One good thing about my location is virgin woods behind me that is 1000's of pure acreage that has not yet been touched. Plus another is the home owner association next to me with all their flowers and gardens. Next year I will have a nice herb garden behind me that I will plant in the spring with many bee friendly herbs that produce pollen and nectar like crazy. I have registered the property with the USDA agriculture department and next year will register all herbs plus the endangered ones I am going to hopefully her to grow.also


----------



## julysun (Apr 25, 2012)

Still bringing in yellow and gray pollen. Bees flying heavily today, temps in mid 80s.


----------



## DLMKA (Feb 7, 2012)

Central IL and bees were bringing in bright orange and yellow pollen as late as last weekend before the temps fell out.


----------



## pedrocr (Jun 5, 2012)

DLMKA said:


> Central IL and bees were bringing in bright orange and yellow pollen as late as last weekend before the temps fell out.


I've noted the same two colors recently. Does anyone know if that's likely to be a specific fall flow source? I'm very curious to figure out what my bees are foraging throughout the year. Most of the flowers I have around seem to have plenty of other types of bees but rarely honeybees.


----------



## bhfury (Nov 25, 2008)

Our is Rubber rabbitbrush Chrysothamnus nauseosus (Ericameria nauseosa).


http://www.usu.edu/weeds/plant_species/nativespecies/rabbitbrush.html


----------



## SRBrooks (Jun 24, 2012)

Loads of pollen coming in here in Spicewood, Texas, too. I think it's the season's last goldenrod. 

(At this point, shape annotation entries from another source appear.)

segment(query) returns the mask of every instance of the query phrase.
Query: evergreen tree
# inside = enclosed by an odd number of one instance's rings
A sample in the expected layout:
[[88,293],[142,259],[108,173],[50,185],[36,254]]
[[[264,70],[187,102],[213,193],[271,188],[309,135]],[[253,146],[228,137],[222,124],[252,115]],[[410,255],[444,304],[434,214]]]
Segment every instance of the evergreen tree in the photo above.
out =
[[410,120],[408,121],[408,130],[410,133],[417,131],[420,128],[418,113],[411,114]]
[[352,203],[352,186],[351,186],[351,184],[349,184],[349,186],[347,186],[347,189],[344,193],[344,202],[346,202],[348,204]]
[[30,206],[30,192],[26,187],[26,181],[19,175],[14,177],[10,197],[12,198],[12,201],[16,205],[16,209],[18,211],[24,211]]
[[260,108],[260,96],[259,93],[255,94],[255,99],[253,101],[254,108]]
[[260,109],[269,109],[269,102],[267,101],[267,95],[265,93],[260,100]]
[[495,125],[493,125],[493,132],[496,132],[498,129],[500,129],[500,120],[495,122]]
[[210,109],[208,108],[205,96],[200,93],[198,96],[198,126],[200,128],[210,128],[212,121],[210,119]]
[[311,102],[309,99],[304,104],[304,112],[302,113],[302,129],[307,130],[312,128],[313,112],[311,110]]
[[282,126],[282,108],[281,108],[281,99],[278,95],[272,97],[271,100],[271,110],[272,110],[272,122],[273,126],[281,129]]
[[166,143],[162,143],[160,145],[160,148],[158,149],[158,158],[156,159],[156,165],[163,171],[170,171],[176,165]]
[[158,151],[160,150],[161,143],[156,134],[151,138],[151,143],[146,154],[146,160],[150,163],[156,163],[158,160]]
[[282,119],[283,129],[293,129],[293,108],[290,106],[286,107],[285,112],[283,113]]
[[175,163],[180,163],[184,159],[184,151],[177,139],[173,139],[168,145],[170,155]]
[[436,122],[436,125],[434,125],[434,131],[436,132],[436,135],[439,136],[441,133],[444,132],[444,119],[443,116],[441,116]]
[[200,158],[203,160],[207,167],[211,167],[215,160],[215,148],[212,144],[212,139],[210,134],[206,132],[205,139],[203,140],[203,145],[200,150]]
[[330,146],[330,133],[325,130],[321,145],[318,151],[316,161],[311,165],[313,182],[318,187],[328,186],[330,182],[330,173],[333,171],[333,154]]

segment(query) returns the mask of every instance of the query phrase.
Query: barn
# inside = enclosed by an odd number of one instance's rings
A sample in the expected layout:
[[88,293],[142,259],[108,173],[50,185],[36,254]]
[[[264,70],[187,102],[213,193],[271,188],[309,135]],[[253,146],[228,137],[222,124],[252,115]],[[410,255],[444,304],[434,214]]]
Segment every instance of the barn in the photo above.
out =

My girls are making lemon-yellow comb in their top bar hive.


----------



## d.frizzell (Aug 27, 2012)

21C here yesterday on Cape Breton Island, Nova Scotia ...bees bringing in yellow and orange pollen!!


----------



## minz (Jan 15, 2011)

54 and moderate rain here. Bees were flying in the large hives, not the nucs in the heavy rain. The bees in the nucs fly in nice weather only. I was surprised to see the grass was just as green as a golf course with some small dandelions in it. Filberts (hazelnuts) starting to put out the males.


----------